At the same time those workers requesting the remote update can update local copies (caches) of the not-owned data since that cache is only being used by the single, local-execution thread.

Visibility

Since updates are deferred the question arises: when do the updates become visible? The above described process offers the following visibility guarantees:

  • updates done on the local state are visible to the owner
  • updates done on the local state are NOT visible to anyone else during the same (transaction + command)
  • updates done on remote state are deferred on the owner and not visible to the owner until applied
  • updates done on the remote state are applied immediately to the local caches and thus visible locally

This implies an inconsistent view of the database state. In a concurrent execution of a single query this can hardly be avoided and is accepted as such. It does not change the Cypher query execution semantic in any of the well-defined scenarios. It possibly changes some of the behaviors in which the semantic is not well defined even in single-node execution.

Synchronization, update application

In many queries it is mandatory to observe the latest global graph state (typically when returning it to the client). That means that before that happens all the deferred updates need to be applied, and all the caches to remote data invalidated. Exactly this happens when executing queries that modify the graph state. At some point a global synchronization point is reached. First it is waited that all workers finish the execution of query plan parts performing state modifications. After that all the workers are told to apply the deferred updates they received to their graph state. Since there is no concurrent query plan execution, this is safe. Once that is done all the local caches are cleared and the requested data can be returned to the client.

Command advancement

In complex queries where a read part follows a state modification part the synchronization process after the state modification part is followed by command advancement, like in single-node execution.

Creation

Graph element creation is not deferred. This is practical because the response to a creation is the global ID of the newly created element. At the same time it is safe because no other worker (including the owner) will be using the newly added graph element.

Updating

Updating is deferred, as described.

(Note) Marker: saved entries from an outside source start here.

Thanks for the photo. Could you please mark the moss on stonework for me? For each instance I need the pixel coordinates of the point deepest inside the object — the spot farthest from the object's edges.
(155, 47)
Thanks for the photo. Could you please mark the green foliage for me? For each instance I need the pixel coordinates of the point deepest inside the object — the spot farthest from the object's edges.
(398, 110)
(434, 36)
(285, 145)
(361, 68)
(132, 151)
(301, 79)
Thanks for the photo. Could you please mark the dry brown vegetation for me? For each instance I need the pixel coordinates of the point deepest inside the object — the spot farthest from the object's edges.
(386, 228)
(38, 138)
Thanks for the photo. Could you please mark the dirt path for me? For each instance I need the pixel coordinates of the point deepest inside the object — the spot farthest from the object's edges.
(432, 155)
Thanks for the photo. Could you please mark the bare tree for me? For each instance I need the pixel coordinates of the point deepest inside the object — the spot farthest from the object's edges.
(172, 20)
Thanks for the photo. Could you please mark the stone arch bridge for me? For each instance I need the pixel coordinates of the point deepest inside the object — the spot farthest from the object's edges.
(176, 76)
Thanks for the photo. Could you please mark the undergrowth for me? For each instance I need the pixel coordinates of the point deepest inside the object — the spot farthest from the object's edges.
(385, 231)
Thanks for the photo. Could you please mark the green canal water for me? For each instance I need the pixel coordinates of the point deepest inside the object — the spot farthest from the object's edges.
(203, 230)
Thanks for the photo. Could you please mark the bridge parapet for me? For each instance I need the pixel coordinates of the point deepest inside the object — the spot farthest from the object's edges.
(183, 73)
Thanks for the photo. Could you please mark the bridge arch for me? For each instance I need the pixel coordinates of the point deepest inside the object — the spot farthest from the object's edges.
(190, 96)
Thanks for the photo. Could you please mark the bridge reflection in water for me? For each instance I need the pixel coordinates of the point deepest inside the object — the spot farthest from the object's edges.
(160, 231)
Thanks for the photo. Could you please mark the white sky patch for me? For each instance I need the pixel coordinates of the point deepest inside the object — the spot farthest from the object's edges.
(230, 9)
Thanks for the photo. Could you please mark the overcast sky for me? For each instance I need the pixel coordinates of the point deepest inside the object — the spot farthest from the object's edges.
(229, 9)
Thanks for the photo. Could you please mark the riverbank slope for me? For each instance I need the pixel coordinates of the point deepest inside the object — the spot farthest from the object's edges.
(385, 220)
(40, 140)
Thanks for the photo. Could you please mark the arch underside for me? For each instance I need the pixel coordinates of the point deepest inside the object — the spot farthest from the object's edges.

Note that this also means that record locking conflicts are deferred and serialization errors (including lock timeouts) are postponed until the deferred update application phase. In certain scenarios it might be beneficial to force these errors to happen earlier, when the deferred update request is processed.

Deletion

Deletion is also deferred. Deleting an edge implies a modification of it's endpoint vertices, which must be deferred as those data structures are not thread-safe. Deleting a vertex is either with detaching, in which case an arbitrary number of updates are implied in the vertex's neighborhood, or without detaching which relies on checking the current state of the graph which is generally impossible in distributed.